On Wed, 28 Aug 2013, Kenneth Zadeck wrote:
Note that the bits above the precision are not defined and the
algorithms used here are careful not to depend on their value. In
particular, values that come in from rtx constants may have random
bits.
Which is a red herring. It should be fixed. I cannot even believe
that sentence given the uses of CONST_DOUBLE_LOW/CONST_DOUBLE_HIGH
or INTVAL/UINTVAL. I don't see accesses masking out 'undefined' bits
anywhere.
I can agree with you that this could be fixed. But it is not necessary to
fix it. The rtl level and most of the tree level has existed for a long time
by doing math within the precision.
you do not see the masking at the rtl level because the masking is not
necessary. if you never look beyond the precision you just do not care.

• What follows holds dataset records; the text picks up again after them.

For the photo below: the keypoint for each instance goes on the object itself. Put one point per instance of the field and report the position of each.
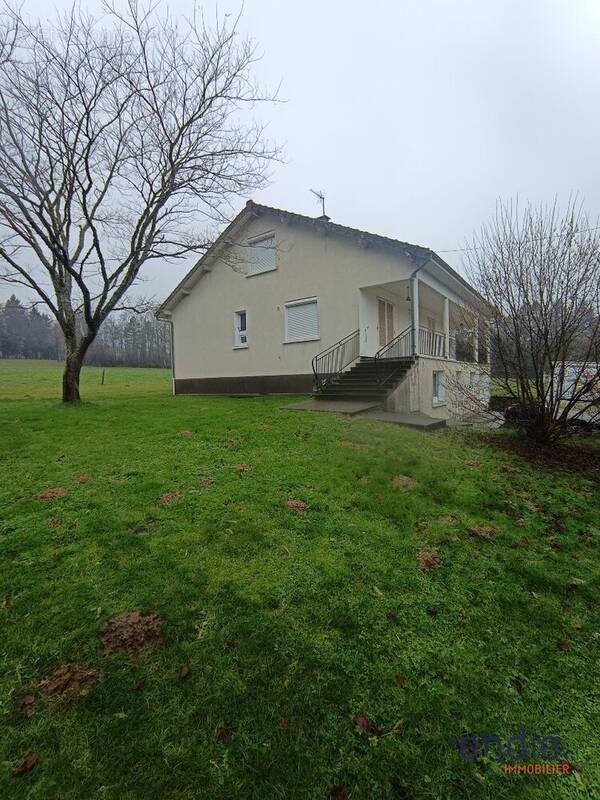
(307, 647)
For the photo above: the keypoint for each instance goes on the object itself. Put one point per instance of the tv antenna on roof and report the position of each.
(320, 196)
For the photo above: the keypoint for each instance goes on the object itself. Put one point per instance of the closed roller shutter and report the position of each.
(301, 321)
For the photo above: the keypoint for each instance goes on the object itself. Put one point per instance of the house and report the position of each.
(285, 303)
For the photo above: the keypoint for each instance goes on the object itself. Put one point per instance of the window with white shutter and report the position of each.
(301, 321)
(261, 254)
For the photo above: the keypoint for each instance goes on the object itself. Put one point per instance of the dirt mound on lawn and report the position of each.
(70, 679)
(131, 632)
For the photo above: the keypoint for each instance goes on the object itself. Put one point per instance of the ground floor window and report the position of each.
(301, 320)
(240, 330)
(439, 387)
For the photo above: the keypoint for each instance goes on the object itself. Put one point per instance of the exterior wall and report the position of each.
(415, 393)
(309, 264)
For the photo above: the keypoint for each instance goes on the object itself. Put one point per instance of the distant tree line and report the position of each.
(126, 339)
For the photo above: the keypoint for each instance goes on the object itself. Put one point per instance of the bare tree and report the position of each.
(122, 140)
(539, 270)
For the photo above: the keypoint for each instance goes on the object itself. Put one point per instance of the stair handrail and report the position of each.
(329, 363)
(394, 349)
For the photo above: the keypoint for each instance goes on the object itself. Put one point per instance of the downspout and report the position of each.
(172, 357)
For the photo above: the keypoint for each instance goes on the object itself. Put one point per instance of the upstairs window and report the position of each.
(240, 331)
(261, 254)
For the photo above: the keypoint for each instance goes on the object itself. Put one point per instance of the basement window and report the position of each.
(301, 321)
(240, 331)
(439, 387)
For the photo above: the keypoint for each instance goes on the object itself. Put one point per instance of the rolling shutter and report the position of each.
(301, 321)
(261, 256)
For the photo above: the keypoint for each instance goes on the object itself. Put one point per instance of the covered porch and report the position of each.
(412, 317)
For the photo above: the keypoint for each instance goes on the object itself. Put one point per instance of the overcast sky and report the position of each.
(414, 117)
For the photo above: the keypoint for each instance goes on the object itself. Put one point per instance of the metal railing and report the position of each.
(431, 343)
(329, 363)
(401, 346)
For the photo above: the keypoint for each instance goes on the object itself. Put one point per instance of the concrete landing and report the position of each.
(349, 407)
(415, 420)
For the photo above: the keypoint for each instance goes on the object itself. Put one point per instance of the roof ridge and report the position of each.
(349, 228)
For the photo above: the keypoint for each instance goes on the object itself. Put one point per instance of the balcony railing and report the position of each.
(431, 343)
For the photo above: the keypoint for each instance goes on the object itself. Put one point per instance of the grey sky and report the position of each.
(413, 117)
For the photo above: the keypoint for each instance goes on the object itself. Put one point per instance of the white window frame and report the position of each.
(439, 399)
(303, 302)
(254, 240)
(238, 333)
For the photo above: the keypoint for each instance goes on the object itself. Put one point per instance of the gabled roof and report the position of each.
(418, 255)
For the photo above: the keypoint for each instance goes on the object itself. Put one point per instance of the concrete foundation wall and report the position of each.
(415, 393)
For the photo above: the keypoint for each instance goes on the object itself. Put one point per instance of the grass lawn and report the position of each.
(323, 662)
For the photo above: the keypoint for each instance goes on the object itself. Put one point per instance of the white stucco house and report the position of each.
(285, 303)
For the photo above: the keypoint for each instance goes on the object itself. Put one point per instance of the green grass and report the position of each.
(325, 607)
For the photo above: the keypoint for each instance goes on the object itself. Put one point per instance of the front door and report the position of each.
(385, 311)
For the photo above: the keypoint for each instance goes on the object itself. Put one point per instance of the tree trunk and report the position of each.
(72, 371)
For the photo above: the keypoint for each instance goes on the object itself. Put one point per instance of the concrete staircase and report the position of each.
(365, 382)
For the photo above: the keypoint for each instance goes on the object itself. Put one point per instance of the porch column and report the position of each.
(414, 313)
(446, 327)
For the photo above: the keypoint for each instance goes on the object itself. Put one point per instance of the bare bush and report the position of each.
(539, 270)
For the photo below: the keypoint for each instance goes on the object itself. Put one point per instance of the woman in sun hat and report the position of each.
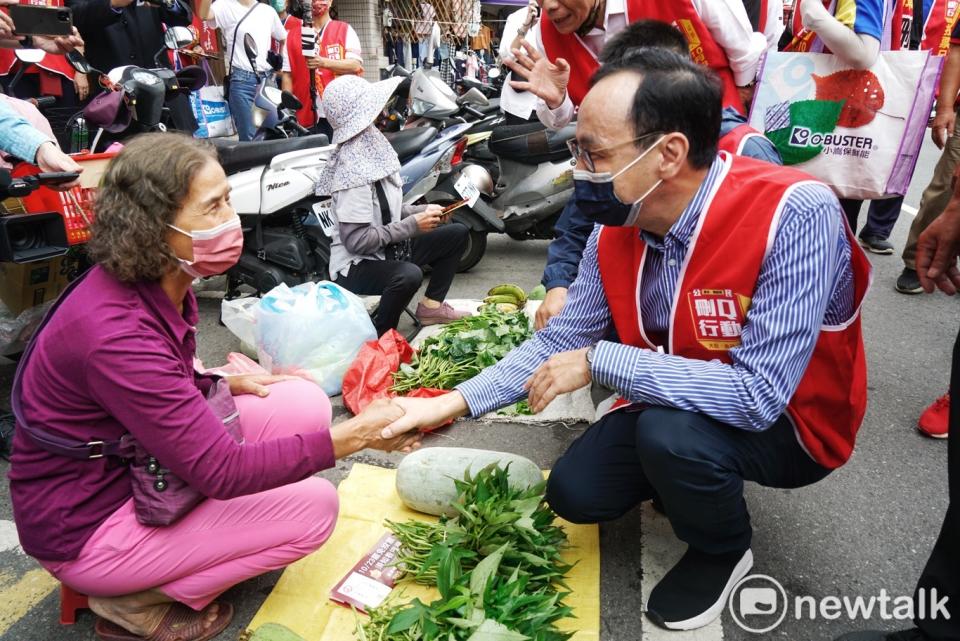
(363, 177)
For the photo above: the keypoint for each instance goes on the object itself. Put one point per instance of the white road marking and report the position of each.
(8, 537)
(659, 551)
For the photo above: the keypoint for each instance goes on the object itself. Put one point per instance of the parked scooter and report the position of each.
(525, 199)
(135, 101)
(274, 111)
(426, 155)
(287, 227)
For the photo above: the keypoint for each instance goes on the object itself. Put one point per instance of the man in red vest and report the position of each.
(734, 288)
(573, 229)
(571, 33)
(338, 54)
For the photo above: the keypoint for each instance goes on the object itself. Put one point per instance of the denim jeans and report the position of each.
(243, 87)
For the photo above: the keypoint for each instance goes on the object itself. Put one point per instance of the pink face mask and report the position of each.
(214, 250)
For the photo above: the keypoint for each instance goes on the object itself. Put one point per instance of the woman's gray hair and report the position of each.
(141, 192)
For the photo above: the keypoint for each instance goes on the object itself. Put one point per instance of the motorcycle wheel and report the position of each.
(476, 247)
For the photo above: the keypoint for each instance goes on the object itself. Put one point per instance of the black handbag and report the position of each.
(402, 250)
(233, 47)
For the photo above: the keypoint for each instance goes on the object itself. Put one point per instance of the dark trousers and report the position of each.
(943, 568)
(396, 282)
(881, 216)
(696, 465)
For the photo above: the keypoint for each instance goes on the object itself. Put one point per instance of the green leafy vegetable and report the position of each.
(496, 565)
(462, 349)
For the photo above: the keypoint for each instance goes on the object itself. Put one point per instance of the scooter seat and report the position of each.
(408, 142)
(236, 156)
(531, 144)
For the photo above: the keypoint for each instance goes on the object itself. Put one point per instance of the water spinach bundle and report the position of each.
(496, 564)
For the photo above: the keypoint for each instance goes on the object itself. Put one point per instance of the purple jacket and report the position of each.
(118, 358)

There is the issue with divide and mod and quite frankly the code on the trunk
scares me to death. my code at the rtl level makes sure that everything is
clean since i can see if it is a udiv or a div that is enough info to clean
the value up.
I have a feeling I'm rehashing a past debate, sorry, but rtx constants
can't
have random bits. The upper bits must be a sign extension of the value.
There's exactly one valid rtx for each (value, mode) pair. If you saw
something different then that sounds like a bug. The rules should already
be fairly well enforced though, since something like (const_int 128) --
or (const_int 256) -- will not match a QImode operand.
See. We're saved ;)
this is richard's theory. There is a block of code at wide-int.cc:175 that
is ifdefed out that checks to see if the rtl consts are canonical. if you
bring it in, building the libraries fails very quickly. The million dollar
question is this the only bug or is this the first bug of a 1000 bugs. Your
comment about not seeing any masking cuts both ways. There is very little
code on the way in if you create ints with GEN_INT that makes sure someone has
done the right thing on that side. So my guess is that there are a lot of
failures and a large number of them will be in the ports.
Well, clearly RTL code _expects_ constants to be properly extended. I
can reproduce the bug and I simply guess that's a matter of mismatching
modes here (or performing an implicit truncation without properly
extending the constant).
at /space/rguenther/src/svn/wide-int/gcc/combine.c:10086
10086 GEN_INT
(count));
(gdb) l
10081
10082 mask_rtx = GEN_INT (nonzero_bits (varop, GET_MODE
(varop)));
10083
10084 mask_rtx
10085 = simplify_const_binary_operation (code,
result_mode, mask_rtx,
10086 GEN_INT
(count));
uses of GEN_INT are frowned upon ... for exactly that reason - the
mask_rtx is not a proper RTL constant for SImode.